Build PipelineIO for a two-engine speculative-decoding runtime (basic I/O, hidden states, deepstack embeds, MRope cos/sin cache).

void trt_edgellm::rt::allocateBasicIO(
PipelineIO &io,
int32_t maxBatch,
int32_t maxSeq,
int32_t hiddenSize,
int32_t vocabSize,
nvinfer1::DataType dtype
)#
void trt_edgellm::rt::allocateDeepstackEmbeds(
PipelineIO &io,
int32_t numFeatures,
int32_t maxBatch,
int32_t maxSeq,
int32_t hiddenSize,
nvinfer1::DataType dtype
)#
void trt_edgellm::rt::allocateSpecDecodeHiddenStates(
PipelineIO &io,
int32_t maxBatch,
int32_t maxSeq,
int32_t baseHiddenDim,
int32_t draftHiddenDim,
nvinfer1::DataType dtype
)#
void trt_edgellm::rt::allocateMRope(
PipelineIO &io,
int32_t maxBatch,
int32_t maxKVCacheCapacity,
int32_t rotaryDim
)#
void trt_edgellm::rt::buildTensorMap(
TensorMap &map,
PipelineIO &io,
SharedResources &res,
LLMEngineConfig const &cfg,
int32_t kvCacheIndex
)#

Populate a TensorMap from PipelineIO + SharedResources for engine binding.

This is the critical glue function that wires all allocated tensors into the name-to-pointer map consumed by TensorRegistry::bindAll().

Parameters:
  • map – Output map to populate.

  • io – Pipeline I/O tensors.

  • res – Shared resources (KV caches, RoPE pool, LoRA, zero buffer).

  • cfg – Engine configuration.

  • kvCacheIndex – Index into res.cacheManagers for the target engine.

void trt_edgellm::rt::buildTensorMapForSpecDecodeDraft(
TensorMap &map,
PipelineIO &io,
SharedResources &res,
LLMEngineConfig const &cfg
)#

Populate a TensorMap for a SpecDecode draft engine.

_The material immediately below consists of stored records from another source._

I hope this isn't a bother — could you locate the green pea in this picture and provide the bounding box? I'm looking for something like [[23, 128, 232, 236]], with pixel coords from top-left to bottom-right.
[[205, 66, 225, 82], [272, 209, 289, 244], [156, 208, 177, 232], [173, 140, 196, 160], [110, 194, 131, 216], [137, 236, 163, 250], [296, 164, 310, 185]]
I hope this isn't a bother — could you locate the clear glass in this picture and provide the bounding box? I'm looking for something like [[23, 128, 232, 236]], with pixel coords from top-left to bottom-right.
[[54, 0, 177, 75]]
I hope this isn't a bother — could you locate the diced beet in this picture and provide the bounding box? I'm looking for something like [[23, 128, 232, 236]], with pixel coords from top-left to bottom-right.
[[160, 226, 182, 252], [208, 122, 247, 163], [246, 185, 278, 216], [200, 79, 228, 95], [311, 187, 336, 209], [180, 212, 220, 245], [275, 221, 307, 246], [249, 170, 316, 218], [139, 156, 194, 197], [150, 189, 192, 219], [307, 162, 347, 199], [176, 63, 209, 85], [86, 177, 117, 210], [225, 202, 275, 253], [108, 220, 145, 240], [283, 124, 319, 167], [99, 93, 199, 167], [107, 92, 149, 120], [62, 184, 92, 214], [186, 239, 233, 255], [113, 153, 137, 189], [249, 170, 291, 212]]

Delegates to buildTensorMap with kvCacheIndex=1 for the common bindings, then patches in draft-engine- specific bindings (base/draft hidden states in+out, packed proposal attention mask, proposal position IDs).

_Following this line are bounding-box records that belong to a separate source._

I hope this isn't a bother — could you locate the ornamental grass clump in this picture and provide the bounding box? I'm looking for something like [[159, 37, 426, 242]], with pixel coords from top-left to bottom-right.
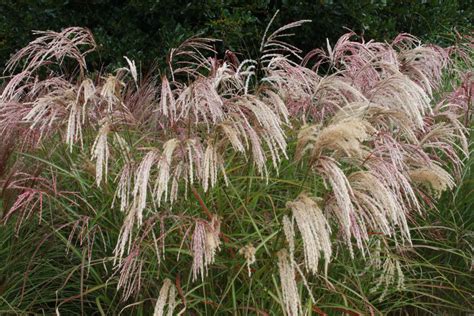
[[0, 21, 472, 315]]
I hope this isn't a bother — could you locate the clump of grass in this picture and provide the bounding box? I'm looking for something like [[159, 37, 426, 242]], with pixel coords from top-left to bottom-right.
[[0, 21, 472, 315]]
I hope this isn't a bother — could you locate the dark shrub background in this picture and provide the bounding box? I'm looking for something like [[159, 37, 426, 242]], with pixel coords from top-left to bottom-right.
[[0, 0, 474, 70]]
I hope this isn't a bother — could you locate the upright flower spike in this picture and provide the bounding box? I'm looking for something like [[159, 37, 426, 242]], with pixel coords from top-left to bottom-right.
[[91, 121, 110, 186], [153, 279, 176, 316], [192, 216, 221, 281], [284, 193, 332, 274], [277, 249, 303, 316]]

Preconditions: io must have been constructed via PipelineIO::createForSpecDecode (baseHiddenStates / draftHiddenStatesIn/Out / packedAttentionMask / specDecodePositionIds populated).

Parameters:
  • map – Output map for the draft engine’s bindings.

  • io – Pipeline I/O (must be the SpecDecode-flavoured one).

  • res – Shared resources.

  • cfg – Draft engine configuration.